- The Washington Times - Tuesday, April 10, 2007

President Bush yesterday accused Democrats of playing politics with an emergency war funding bill and called congressional leaders to the White House next week to discuss the impasse, but Democrats immediately snubbed the invitation.

Turning up the heat on Democrats, who left town before sending to the president a bill that he has repeatedly said he will veto, Mr. Bush said, “Democratic leaders in Congress are bent on using a bill that funds our troops to make a political statement about the war.

“They need to do it quickly and get it to my desk so I can veto it, and then Congress can get down to the business of funding our troops without strings and without further delay,” the president said to applause from veterans at American Legion Post 177 in Fairfax.

Democratic leaders rebuffed the invitation, saying they would not enter talks that include “preconditions” set by Mr. Bush. The offices of both Senate Majority Leader Harry Reid of Nevada and House Speaker Nancy Pelosi said they will not meet under the current conditions.

“It is difficult to imagine a meeting,” said Reid spokesman Jim Manley, adding that the president would have to reword his invitation before the congressional leaders would attend talks.

Mr. Bush was diplomatic when he invited members of both parties to the White House next week in an effort to move forward a pair of competing $100 billion bills passed by the House and Senate. The president had rejected both because each sets a timetable for U.S. troop withdrawal next year.

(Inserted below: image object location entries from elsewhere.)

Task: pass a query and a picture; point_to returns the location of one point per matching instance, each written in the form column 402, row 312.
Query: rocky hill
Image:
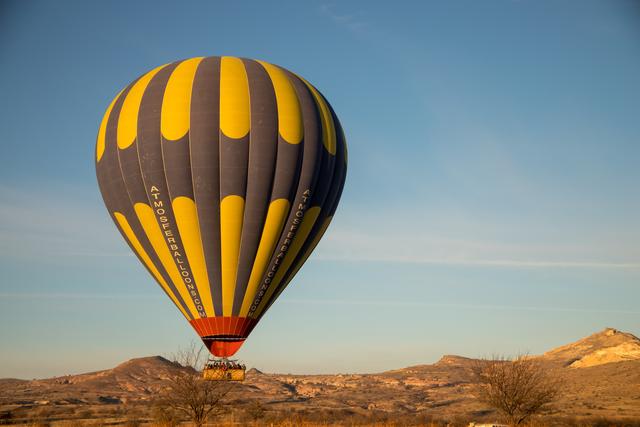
column 600, row 376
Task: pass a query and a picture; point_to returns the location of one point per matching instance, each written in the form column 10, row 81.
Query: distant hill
column 600, row 375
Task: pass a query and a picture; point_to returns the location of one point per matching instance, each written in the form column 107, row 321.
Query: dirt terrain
column 600, row 378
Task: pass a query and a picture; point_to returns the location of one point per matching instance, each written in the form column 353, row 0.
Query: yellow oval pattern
column 102, row 132
column 128, row 120
column 176, row 103
column 289, row 113
column 235, row 112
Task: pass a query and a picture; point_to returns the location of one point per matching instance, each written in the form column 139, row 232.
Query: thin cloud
column 454, row 306
column 75, row 296
column 349, row 21
column 56, row 223
column 352, row 243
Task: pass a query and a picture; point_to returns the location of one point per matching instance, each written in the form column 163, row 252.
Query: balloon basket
column 223, row 370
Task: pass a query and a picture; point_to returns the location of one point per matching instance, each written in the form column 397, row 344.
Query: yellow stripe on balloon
column 231, row 217
column 154, row 234
column 328, row 127
column 176, row 103
column 276, row 217
column 186, row 216
column 290, row 125
column 128, row 231
column 308, row 220
column 102, row 132
column 235, row 113
column 128, row 120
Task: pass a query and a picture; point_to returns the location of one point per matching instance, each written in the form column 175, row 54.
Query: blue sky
column 492, row 202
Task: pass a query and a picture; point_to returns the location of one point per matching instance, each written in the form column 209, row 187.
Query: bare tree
column 518, row 388
column 188, row 393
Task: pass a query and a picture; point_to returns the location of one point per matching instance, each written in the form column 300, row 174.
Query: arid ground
column 600, row 377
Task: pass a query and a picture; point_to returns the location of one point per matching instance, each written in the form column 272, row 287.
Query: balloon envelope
column 222, row 174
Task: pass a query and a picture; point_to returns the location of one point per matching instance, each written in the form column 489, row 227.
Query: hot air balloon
column 222, row 174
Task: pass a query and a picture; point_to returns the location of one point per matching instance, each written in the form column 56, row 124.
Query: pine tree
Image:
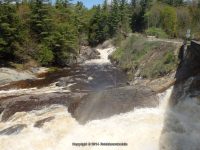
column 114, row 18
column 10, row 31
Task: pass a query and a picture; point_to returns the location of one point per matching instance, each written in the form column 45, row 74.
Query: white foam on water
column 140, row 129
column 104, row 57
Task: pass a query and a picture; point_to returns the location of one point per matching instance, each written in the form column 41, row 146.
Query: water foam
column 140, row 129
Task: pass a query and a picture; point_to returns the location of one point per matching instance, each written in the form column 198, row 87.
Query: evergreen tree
column 98, row 28
column 10, row 31
column 114, row 18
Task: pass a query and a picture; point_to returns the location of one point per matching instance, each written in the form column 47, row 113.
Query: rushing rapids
column 142, row 128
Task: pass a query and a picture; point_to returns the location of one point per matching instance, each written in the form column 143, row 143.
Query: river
column 138, row 128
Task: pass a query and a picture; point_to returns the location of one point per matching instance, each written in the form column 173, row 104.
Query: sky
column 89, row 3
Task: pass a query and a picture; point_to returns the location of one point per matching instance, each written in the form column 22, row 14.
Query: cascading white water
column 140, row 129
column 157, row 128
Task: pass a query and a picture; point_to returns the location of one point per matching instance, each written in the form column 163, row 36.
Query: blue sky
column 89, row 3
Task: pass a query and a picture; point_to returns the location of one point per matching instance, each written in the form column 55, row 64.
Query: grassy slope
column 148, row 59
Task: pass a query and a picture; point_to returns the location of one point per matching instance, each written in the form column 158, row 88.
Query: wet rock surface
column 9, row 75
column 106, row 103
column 40, row 123
column 97, row 90
column 13, row 130
column 34, row 102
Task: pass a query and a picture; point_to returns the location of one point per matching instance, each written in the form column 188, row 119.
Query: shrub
column 45, row 55
column 158, row 32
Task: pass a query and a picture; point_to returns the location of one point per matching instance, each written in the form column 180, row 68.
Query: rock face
column 13, row 130
column 188, row 74
column 8, row 75
column 87, row 53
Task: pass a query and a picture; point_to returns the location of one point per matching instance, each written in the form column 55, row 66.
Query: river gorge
column 93, row 103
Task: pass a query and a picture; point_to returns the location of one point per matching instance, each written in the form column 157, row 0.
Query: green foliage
column 165, row 17
column 10, row 31
column 30, row 29
column 161, row 66
column 157, row 32
column 154, row 59
column 169, row 20
column 44, row 55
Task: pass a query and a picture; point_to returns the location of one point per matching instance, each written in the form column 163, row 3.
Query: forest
column 53, row 33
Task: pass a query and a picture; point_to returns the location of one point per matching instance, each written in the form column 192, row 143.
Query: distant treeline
column 52, row 34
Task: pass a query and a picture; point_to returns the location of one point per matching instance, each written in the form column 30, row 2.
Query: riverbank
column 148, row 61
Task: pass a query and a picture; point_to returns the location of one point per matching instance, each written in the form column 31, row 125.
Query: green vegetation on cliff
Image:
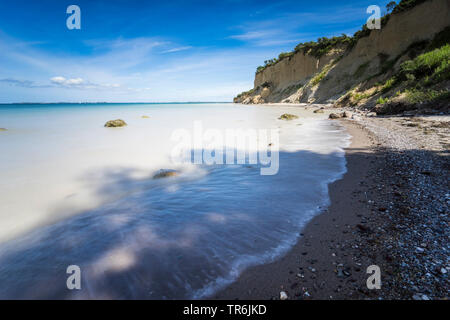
column 324, row 45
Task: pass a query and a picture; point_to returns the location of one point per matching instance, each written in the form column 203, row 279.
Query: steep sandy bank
column 304, row 78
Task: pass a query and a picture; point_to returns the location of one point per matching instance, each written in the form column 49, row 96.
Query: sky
column 155, row 51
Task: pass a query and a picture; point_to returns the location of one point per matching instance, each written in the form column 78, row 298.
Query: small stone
column 288, row 117
column 347, row 114
column 115, row 123
column 334, row 116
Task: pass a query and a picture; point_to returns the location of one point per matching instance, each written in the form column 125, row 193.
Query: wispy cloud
column 22, row 83
column 124, row 71
column 178, row 49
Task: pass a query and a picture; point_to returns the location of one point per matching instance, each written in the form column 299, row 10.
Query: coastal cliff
column 364, row 69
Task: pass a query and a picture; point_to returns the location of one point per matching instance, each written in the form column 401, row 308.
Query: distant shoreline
column 76, row 103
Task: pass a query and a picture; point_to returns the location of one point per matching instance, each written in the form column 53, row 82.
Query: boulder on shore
column 115, row 123
column 165, row 173
column 288, row 117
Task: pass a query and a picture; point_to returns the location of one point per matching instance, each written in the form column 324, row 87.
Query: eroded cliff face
column 304, row 78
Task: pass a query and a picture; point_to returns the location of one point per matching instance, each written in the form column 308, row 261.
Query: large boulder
column 265, row 93
column 288, row 117
column 115, row 123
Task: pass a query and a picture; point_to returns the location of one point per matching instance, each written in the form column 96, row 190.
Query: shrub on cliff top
column 324, row 45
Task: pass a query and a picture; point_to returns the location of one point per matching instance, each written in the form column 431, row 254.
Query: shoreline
column 390, row 209
column 308, row 270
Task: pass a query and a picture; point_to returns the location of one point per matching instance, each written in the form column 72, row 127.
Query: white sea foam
column 74, row 192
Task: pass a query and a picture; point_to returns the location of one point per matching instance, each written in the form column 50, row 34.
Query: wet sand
column 321, row 265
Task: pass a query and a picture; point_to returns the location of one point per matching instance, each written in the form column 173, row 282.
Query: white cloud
column 177, row 49
column 67, row 82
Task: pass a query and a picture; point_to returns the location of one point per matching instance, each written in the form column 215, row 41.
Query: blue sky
column 155, row 51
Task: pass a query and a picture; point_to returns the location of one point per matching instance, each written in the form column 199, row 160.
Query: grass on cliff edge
column 425, row 70
column 324, row 45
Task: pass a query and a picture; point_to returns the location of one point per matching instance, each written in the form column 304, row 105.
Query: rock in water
column 283, row 295
column 334, row 116
column 164, row 173
column 115, row 123
column 288, row 117
column 347, row 114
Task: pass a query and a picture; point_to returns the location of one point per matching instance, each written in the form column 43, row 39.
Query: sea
column 76, row 195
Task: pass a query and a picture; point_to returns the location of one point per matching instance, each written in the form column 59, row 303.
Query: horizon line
column 135, row 102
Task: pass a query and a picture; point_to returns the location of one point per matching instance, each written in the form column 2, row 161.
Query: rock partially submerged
column 334, row 116
column 288, row 117
column 166, row 173
column 115, row 123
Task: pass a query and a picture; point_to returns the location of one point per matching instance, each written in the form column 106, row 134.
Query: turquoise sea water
column 75, row 193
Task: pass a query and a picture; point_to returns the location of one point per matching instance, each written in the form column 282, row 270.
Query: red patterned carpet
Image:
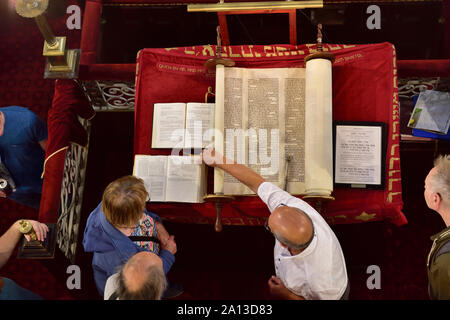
column 234, row 264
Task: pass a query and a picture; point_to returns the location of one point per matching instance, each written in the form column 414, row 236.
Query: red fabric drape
column 364, row 89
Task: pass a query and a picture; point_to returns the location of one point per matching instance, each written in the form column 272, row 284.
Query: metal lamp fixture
column 260, row 5
column 61, row 63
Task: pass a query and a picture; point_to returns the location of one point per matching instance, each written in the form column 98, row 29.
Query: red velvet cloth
column 91, row 31
column 364, row 89
column 69, row 102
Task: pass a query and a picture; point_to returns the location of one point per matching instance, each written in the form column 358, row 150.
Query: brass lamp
column 61, row 63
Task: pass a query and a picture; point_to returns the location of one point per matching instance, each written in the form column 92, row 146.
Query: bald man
column 437, row 197
column 141, row 278
column 309, row 262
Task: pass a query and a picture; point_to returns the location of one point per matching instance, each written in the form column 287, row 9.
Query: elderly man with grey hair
column 309, row 261
column 141, row 278
column 437, row 197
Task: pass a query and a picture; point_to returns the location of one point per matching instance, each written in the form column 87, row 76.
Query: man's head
column 292, row 227
column 142, row 278
column 437, row 185
column 123, row 203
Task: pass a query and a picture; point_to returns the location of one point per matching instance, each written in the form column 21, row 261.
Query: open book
column 264, row 126
column 181, row 125
column 172, row 178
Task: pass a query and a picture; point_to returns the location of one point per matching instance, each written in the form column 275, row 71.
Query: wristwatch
column 26, row 228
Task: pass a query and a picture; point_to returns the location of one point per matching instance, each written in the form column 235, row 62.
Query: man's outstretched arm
column 244, row 174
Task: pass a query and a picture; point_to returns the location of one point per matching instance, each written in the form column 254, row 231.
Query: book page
column 265, row 103
column 152, row 169
column 168, row 125
column 235, row 122
column 184, row 179
column 199, row 120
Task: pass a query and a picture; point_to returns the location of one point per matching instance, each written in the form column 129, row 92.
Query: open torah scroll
column 270, row 125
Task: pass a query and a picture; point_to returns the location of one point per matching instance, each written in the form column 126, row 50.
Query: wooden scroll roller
column 219, row 64
column 318, row 111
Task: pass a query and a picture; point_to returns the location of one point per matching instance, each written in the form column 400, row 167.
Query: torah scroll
column 318, row 128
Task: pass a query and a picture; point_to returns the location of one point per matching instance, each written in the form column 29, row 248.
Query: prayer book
column 182, row 125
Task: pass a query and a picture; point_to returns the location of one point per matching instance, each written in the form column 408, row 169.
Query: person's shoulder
column 15, row 109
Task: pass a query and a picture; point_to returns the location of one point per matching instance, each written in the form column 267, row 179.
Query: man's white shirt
column 319, row 271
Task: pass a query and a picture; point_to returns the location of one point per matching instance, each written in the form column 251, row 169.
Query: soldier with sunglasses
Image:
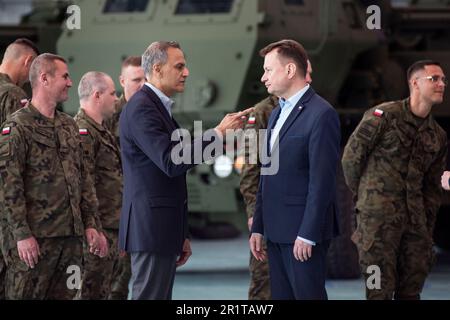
column 393, row 164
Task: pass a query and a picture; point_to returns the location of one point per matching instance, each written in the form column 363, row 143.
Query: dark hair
column 289, row 49
column 420, row 65
column 43, row 63
column 27, row 43
column 134, row 61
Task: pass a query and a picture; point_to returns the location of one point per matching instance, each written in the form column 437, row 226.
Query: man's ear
column 122, row 81
column 43, row 78
column 291, row 70
column 28, row 60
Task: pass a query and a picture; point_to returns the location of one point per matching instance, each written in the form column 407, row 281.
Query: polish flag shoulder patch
column 378, row 113
column 83, row 132
column 6, row 131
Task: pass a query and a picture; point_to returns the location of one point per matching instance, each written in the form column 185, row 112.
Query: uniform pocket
column 368, row 225
column 5, row 150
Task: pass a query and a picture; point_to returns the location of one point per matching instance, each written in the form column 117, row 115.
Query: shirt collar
column 166, row 101
column 91, row 121
column 428, row 122
column 292, row 101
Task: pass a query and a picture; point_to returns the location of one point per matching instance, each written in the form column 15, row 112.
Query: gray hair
column 90, row 82
column 156, row 53
column 44, row 63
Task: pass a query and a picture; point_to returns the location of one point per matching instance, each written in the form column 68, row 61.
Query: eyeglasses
column 435, row 79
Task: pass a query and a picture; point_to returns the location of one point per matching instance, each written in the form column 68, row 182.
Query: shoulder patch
column 378, row 113
column 6, row 131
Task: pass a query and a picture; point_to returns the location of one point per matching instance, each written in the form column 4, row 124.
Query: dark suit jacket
column 154, row 208
column 300, row 200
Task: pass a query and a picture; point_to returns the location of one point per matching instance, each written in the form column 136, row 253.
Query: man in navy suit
column 295, row 208
column 153, row 224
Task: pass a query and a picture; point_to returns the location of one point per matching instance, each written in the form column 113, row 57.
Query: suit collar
column 298, row 109
column 154, row 97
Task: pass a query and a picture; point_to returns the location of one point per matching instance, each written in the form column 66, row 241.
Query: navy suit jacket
column 154, row 207
column 300, row 200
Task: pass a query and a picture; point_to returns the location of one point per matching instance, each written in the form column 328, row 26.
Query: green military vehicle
column 359, row 59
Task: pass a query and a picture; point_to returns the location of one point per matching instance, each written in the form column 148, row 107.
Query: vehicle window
column 119, row 6
column 294, row 2
column 203, row 6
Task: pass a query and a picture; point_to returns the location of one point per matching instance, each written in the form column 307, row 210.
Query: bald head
column 19, row 48
column 91, row 82
column 17, row 60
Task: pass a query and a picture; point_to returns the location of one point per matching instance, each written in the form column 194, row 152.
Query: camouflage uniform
column 11, row 97
column 45, row 193
column 122, row 273
column 393, row 163
column 101, row 156
column 259, row 270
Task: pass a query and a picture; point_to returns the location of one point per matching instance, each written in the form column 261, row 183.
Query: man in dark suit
column 295, row 207
column 153, row 224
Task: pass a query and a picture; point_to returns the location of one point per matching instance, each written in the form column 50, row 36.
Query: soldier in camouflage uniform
column 47, row 198
column 259, row 270
column 14, row 72
column 13, row 75
column 101, row 157
column 393, row 163
column 131, row 79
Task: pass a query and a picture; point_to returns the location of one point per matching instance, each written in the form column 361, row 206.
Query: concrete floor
column 218, row 270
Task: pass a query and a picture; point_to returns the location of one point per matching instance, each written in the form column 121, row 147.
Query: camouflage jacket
column 250, row 172
column 393, row 162
column 101, row 157
column 11, row 97
column 45, row 191
column 112, row 124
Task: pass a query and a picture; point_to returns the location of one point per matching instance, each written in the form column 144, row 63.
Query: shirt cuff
column 306, row 240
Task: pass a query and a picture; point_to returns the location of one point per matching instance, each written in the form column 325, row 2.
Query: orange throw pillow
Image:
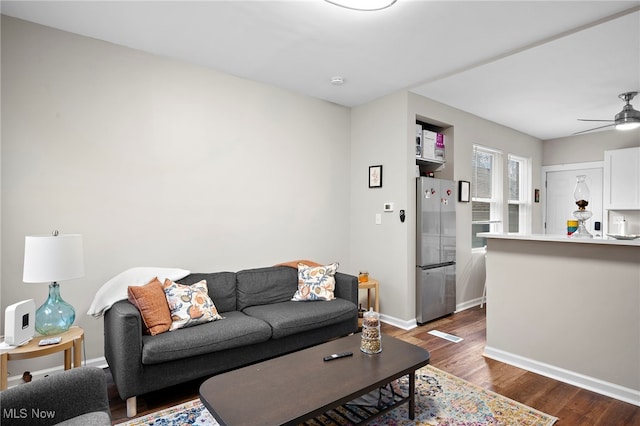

“At this meeting, the leaders in Congress can report on progress on getting an emergency spending bill to my desk. We can discuss the way forward on a bill that is a clean bill — a bill that funds our troops without artificial timetables for withdrawal and without handcuffing our generals on the ground,” he said.

The White House, though, was more blunt about what it is looking for in the meeting.

“This is not a negotiation,” said deputy press secretary Dana Perino.

But Democratic leaders, who have sought to wield the power of the purse, said Mr. Bush must negotiate if he wants to find a compromise.

“He has got to deal with Congress,” said Mr. Reid, Nevada Democrat. “He’s got to listen to us. We are speaking for the American people. He is not.”

Both Mr. Reid and Mrs. Pelosi, California Democrat, said the spending bill needs to fully fund the U.S. combat troops and provide a strategy for getting them out of a “civil war” in Iraq.

“With his threat to veto such a plan for change in Iraq, President Bush is ignoring the clear message of the American people: We must protect our troops, hold the Iraqi government accountable, rebuild our military, provide for our veterans and bring our troops home,” the two leaders said in a statement.

The House bill sets a September 2008 withdrawal deadline and the Senate bill called for most troops to leave Iraq by March 31. The differences must be worked out in a House-Senate conference committee, which has not met.

Mr. Bush also condemned the chambers’ inclusion of roughly $20 billion in nonmilitary spending, including pork-barrel projects, bringing the House bill to $124 billion and the Senate version to $123 billion.

The final measure, approved by both chambers, is not expected to reach Mr. Bush’s desk until late this month. If he vetoes the bill and Congress fails to override it, which congressional Republicans say they can prevent, negotiations for troop funding will start over.

Yesterday, the president said troops will suffer if the emergency war funding bill is not passed and signed soon.

“The Democrats who pass these bills know that I’ll veto them, and they know that this veto will be sustained. Yet they continue to pursue the legislation. And as they do, the clock is ticking for our troops in the field,” said Mr. Bush, who maintains Congress is encroaching on his role as commander in chief.

“These actions are only the beginning. And the longer Congress delays, the worse the impact on the men and women of the armed forces will be.”

Meanwhile, Senate Republicans again called for Mrs. Pelosi, who has not appointed her chamber’s conferees, to cut short the House’s spring break and rush the bill to the president’s desk — a request she called “a cheap political stunt.”

“Our commanders have said they need the funds now,” Senate Minority Leader Mitch McConnell said, adding that the Defense Department is preparing to reshuffle $1.6 billion to cover the immediate shortfall for the war in Iraq and Afghanistan.

“The shortage has begun to kick in and to create problems in supplying adequate funding,” said the Kentucky Republican.

Mr. McConnell also said the delay may increase divisions among Democrats, who are split on how to move forward.

“I know it’s kicked off a debate among Democrats on the advisability of cutting off funds for the troops,” he said. “This debate among Democrats is another reason why this could be dragged out entirely too long and needs to be dealt with now.”

Sens. Carl Levin of Michigan and Charles E. Schumer of New York said this weekend that Democrats will not cut off funds for troops in Iraq. Their comments contradicted a threat by Mr. Reid, who has pledged to keep the timetable alive, even if emergency war funding is eventually passed.